Publié le par Mouedden

 

 "Stratégies politiques du Maroc dans l'échiquier international"

par Mouedden Mohsin

Beaucoup de nos concitoyens en Belgique d’origine marocaine se posent souvent les mêmes questions. Pourquoi le Maroc est-il derrière les Etats-Unis d’Amérique ? Comment se fait-il que l’Occident voit dans le Maroc, un des bons élèves du monde arabo-islamique ? Le Maroc semble également pour beaucoup très ambigu sur la question israélo-palestinienne en laissant une porte ouverte à Israël…

Quelles sont les stratégies politiques du Maroc ? Nous allons essayer d’y répondre de manière dépassionnée (et non scientifique).

Le Maroc est un « vieux » pays qui a une histoire riche, complexe ou à une période il a été un puissant empire (voir les 4 villes impériales : Marrakech, Fez, Meknes, Rabat) allant du Maroc actuel au Mali, en passant par la Mauritanie ou encore à une certaine période  l’Andalousie. Le Maroc depuis le début du 20ème siècle a fait le choix de « collaborer » avec les grandes puissances Occidentale en choisissant une politique étatique « protectionniste » et en même temps libérale (pour ne pas dire capitaliste) qui voyait dans les Etats-Unis un allié et un protecteur solide face à la menace du communisme et de l’URSS…

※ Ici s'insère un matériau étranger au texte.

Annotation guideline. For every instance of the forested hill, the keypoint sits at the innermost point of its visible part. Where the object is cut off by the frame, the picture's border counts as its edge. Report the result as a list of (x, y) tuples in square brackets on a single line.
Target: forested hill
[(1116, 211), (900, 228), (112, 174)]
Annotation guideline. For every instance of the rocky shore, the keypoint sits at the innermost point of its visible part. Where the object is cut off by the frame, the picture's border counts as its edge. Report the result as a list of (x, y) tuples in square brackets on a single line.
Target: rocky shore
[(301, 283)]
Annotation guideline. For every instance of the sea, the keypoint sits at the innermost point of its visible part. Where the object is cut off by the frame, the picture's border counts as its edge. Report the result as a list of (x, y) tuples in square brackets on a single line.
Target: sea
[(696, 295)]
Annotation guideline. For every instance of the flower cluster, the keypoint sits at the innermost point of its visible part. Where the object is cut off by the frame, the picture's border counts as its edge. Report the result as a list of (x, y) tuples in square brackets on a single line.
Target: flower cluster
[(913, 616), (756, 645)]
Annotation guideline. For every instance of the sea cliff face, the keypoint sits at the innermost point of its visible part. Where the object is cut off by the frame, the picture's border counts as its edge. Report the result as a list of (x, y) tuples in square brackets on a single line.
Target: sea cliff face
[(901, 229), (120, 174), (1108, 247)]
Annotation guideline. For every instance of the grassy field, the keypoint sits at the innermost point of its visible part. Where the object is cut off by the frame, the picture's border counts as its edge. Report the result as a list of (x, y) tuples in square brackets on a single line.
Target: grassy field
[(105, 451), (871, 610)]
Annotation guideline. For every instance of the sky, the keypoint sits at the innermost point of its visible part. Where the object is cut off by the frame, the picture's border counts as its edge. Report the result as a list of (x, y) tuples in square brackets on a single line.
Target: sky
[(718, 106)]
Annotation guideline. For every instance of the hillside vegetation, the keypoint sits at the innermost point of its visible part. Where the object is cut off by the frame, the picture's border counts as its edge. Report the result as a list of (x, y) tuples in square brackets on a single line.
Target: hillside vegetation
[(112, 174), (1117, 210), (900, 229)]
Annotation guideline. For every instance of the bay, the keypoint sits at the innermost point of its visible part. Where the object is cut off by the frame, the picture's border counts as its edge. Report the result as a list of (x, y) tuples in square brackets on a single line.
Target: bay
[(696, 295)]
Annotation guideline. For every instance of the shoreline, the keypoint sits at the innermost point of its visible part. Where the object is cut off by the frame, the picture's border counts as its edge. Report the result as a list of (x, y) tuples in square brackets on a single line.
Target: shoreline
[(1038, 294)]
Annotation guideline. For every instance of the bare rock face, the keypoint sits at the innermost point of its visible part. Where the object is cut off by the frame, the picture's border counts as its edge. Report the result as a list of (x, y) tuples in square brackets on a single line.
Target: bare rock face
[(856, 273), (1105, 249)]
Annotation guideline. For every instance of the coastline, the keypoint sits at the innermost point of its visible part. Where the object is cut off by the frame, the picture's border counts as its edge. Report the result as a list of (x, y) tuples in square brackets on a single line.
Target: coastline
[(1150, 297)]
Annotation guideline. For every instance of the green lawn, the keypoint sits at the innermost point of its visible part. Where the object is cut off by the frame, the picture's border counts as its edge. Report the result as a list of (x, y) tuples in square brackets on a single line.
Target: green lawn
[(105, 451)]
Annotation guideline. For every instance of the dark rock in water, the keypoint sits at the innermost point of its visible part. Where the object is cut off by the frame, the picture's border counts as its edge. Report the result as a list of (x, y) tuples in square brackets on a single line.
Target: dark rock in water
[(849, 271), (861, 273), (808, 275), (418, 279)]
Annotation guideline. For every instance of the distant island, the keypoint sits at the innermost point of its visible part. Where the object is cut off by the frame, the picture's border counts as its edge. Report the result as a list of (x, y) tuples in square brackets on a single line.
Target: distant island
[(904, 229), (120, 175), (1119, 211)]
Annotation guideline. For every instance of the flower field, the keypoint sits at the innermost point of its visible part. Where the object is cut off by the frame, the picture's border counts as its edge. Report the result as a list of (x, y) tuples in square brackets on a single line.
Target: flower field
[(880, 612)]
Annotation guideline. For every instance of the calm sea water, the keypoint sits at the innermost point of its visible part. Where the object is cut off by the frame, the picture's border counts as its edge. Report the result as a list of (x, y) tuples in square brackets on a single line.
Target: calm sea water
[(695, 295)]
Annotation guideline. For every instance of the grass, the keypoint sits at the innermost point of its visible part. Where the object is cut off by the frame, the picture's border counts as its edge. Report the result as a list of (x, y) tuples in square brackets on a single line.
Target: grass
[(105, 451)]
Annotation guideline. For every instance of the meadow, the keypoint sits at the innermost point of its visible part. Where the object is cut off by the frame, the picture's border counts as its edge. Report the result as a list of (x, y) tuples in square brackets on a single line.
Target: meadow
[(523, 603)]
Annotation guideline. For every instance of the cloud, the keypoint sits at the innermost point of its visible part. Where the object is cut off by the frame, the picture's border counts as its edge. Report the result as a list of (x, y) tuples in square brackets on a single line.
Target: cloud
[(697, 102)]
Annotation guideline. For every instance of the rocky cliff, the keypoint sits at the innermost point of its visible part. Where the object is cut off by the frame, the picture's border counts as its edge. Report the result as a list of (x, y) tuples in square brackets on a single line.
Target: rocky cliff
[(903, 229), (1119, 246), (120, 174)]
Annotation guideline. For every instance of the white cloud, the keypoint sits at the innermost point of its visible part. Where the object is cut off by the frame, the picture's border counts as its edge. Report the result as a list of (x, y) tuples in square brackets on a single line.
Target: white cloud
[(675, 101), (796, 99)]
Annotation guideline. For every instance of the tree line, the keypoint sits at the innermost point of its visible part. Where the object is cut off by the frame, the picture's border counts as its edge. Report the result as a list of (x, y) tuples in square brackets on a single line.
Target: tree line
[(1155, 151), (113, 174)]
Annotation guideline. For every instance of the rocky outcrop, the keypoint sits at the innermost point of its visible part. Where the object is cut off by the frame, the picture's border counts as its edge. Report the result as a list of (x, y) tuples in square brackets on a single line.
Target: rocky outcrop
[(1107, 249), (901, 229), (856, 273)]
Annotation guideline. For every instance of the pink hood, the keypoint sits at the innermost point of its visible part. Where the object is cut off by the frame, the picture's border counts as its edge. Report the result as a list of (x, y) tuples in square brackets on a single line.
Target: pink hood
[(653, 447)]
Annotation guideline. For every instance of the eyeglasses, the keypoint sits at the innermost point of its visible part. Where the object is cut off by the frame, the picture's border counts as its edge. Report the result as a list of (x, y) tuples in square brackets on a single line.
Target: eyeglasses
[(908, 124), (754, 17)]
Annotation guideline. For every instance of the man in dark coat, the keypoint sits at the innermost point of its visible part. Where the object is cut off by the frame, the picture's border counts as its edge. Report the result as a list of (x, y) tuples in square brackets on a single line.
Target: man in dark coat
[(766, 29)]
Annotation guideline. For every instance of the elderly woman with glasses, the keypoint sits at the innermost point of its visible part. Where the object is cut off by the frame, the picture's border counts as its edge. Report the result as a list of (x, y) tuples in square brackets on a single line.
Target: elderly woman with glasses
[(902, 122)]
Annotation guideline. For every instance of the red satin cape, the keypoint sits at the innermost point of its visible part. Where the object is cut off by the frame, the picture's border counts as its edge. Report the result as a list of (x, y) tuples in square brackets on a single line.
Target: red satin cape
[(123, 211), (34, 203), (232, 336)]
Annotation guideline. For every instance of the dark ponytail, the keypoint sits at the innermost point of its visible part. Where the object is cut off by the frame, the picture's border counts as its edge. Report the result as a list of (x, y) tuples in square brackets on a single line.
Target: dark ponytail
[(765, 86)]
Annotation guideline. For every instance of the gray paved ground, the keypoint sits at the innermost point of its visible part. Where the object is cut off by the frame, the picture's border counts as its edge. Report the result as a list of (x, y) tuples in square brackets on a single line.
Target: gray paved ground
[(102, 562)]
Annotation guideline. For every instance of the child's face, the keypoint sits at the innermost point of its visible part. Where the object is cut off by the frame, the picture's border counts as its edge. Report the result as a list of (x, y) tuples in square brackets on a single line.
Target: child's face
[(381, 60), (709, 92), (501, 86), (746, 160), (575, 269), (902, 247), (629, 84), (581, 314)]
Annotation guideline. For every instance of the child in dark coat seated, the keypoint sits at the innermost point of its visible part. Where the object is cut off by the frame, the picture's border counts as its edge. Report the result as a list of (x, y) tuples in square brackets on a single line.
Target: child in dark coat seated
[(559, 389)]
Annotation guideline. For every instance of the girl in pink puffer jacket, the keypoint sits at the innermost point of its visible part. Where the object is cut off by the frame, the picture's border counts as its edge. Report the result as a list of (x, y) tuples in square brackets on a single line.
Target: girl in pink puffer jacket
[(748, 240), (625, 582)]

Cela s’explique pour ma part, par la volonté de la Monarchie qui était plutôt de type « tsariste » de réduire en miette les avancés socialisto-communistes, notamment avec les petits partis politiques post-indépendance, considérés comme une cinquième colonne (de Moscou) qui tout au long des années 50, 60 et surtout 70 tenteront d’impulser une politique de partage des « pouvoirs », des « ressources » et des « richesses » pour améliorer le sort du peuple marocain. Cette vision sociétale avait de quoi épouvanter la monarchie marocaine qui voyait dans les petits « Ché Guévariste marocain »,une menace non seulement pour la Royauté, mais également pour la dynastie Alaouite pour épouser celle d’une « République Socialiste du Maroc », sœur de la République algérienne, qui a l’époque avec Cuba était un des moteurs du socialisme flamboyant (pas étonnant de retrouver tous les indépendantistes du monde à…Alger).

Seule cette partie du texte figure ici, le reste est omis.